The Knowledge Machine

https://portside.org/2020-12-30/knowledge-machine
Portside Date:
Author: Stuart Jeffries
Date of source:
The Guardian

The Knowledge Machine
How Irrationality Created Modern Science

Michael Strevens
Liveright
ISBN: 978-1-63149-137-5

Isaac Newton had a problem. He didn’t believe in the divinity of Christ. Scriptural study had convinced him that Jesus was not equal to but created by God the Father. In 17th-century England, this was heresy. Newton’s conviction meant that he could not in good conscience be ordained as a clergyman, which was necessary if he wanted to remain a fellow of Trinity College, Cambridge and Lucasian professor of mathematics.

King Charles II made an exception for Newton, who was able to continue at Cambridge; he publicly conformed with Anglican precepts while privately thinking they were nonsense. This matters for philosopher Michael Strevens because Newton is the hero of science’s origin story. The genius who discovered gravity also set what Strevens calls the knowledge machine of science in motion. He writes: “If the human race was going to get its vaccines, its electric motors, its wireless communicators – the wellsprings of health, the armatures of industry, the filaments of human connectivity – something out of the ordinary would have to shatter the barrier.” Newton shattered the barrier by devising what Strevens calls the iron rule underpinning science’s claims to objectivity. It states that all scientific arguments must be conducted by empirical testing, excluding all subjective, philosophical, religious or aesthetic matters.

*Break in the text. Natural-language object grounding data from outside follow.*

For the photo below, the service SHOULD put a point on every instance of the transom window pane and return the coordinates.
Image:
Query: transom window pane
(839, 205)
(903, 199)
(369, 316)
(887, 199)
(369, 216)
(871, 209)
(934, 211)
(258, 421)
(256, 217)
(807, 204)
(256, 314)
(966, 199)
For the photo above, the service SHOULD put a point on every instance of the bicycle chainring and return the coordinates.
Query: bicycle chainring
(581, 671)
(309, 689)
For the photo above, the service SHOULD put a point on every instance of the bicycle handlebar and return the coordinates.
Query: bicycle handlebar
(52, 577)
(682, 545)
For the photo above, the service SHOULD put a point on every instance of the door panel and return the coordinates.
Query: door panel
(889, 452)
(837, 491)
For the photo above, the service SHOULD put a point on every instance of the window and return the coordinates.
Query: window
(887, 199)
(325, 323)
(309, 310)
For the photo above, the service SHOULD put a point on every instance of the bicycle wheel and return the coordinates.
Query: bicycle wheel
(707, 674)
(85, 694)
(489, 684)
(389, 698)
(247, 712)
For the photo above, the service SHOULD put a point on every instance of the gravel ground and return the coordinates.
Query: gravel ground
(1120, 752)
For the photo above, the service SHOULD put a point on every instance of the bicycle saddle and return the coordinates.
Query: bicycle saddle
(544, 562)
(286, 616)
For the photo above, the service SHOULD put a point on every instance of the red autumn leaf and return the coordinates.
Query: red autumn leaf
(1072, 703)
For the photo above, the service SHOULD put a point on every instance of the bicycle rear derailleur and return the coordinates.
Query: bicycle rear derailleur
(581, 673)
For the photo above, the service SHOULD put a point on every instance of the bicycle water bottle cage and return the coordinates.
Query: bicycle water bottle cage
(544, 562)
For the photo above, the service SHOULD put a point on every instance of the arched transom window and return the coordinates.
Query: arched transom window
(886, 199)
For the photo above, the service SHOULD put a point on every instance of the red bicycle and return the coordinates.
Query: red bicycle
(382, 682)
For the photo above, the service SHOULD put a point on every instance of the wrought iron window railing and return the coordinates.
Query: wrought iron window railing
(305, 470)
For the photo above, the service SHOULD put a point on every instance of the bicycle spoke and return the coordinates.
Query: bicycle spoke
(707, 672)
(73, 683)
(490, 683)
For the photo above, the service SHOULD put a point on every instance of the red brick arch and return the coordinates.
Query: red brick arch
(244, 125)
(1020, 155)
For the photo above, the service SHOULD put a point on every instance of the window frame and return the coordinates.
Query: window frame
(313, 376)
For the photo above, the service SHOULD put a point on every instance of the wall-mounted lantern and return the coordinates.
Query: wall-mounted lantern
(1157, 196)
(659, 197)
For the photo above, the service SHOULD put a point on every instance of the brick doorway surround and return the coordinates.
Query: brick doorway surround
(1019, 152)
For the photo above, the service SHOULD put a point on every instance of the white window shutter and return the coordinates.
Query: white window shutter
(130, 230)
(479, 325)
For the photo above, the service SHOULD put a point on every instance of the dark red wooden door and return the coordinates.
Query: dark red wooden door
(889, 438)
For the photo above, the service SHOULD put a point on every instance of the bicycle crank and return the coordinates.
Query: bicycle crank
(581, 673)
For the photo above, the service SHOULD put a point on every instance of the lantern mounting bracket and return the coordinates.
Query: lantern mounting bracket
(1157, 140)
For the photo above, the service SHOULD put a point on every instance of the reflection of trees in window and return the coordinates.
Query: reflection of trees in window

Only a few years before Newton’s crisis of conscience, this iron rule was scarcely conceivable. True, Francis Bacon had earlier extolled inductive reasoning and close observation, but these methods could not yet be widely employed. Strevens cites Newton’s near-contemporary Descartes, whose philosophy relied on divine intervention. Before Newton, such a deus ex machina was if not necessary then commonplace; after Newton, citing unobservable causes was intellectually shoddy.

If God lurked behind data or if snowflakes were beautiful, such matters were not the scientist’s business. “I do not feign hypotheses,” Newton wrote imperiously in the second edition of his Principia in 1713. Strevens calls this iron rule unreasonable. Science is stimulated because of subjective impulses, he argues. And yet they can play no role in scientific argument. Science self-immunises from the corruption that makes it worth doing.

His suggestion is that after the treaty of Westphalia in 1648, Europe changed: the resultant separation of civic and religious realms resulted in a zeitgeist where fruitful compartmentalisation such as that that kept Newton in Cambridge was possible. Strevens’s brilliant, bracing story of science’s happy abasement before the iron rule, you’ll notice, flouts that rule.

He tells the history of science this way to counter two rival narratives. First, the radical subjectivists detect only power and interest behind scientific’s putative truth seeking. Think how tobacco companies’ hirelings game data to produce commercially palatable results. Second, those such as Thomas Kuhn and Karl Popper suppose there is a special technique for dealing with empirical evidence called the scientific method. Kuhn was wrong, Strevens argues, in thinking science makes progress because scientists are incapable of questioning intellectual authority or what Kuhn called the prevailing paradigm. Popper was wrong to suppose that science proceeds by way of falsification of theories that don’t match the data.

There are no objective constraints on scientists’ interpretation of data, counters Strevens. Rather, the iron rule keeps scientists honest while subjective speculation gets them up in the mornings, or as he describes it “raw unchecked opinion gives science a vitality”. Not quite raw: scientists, he thinks, use plausibility rankings to determine which interpretations of data are, if not permissible, then plausible.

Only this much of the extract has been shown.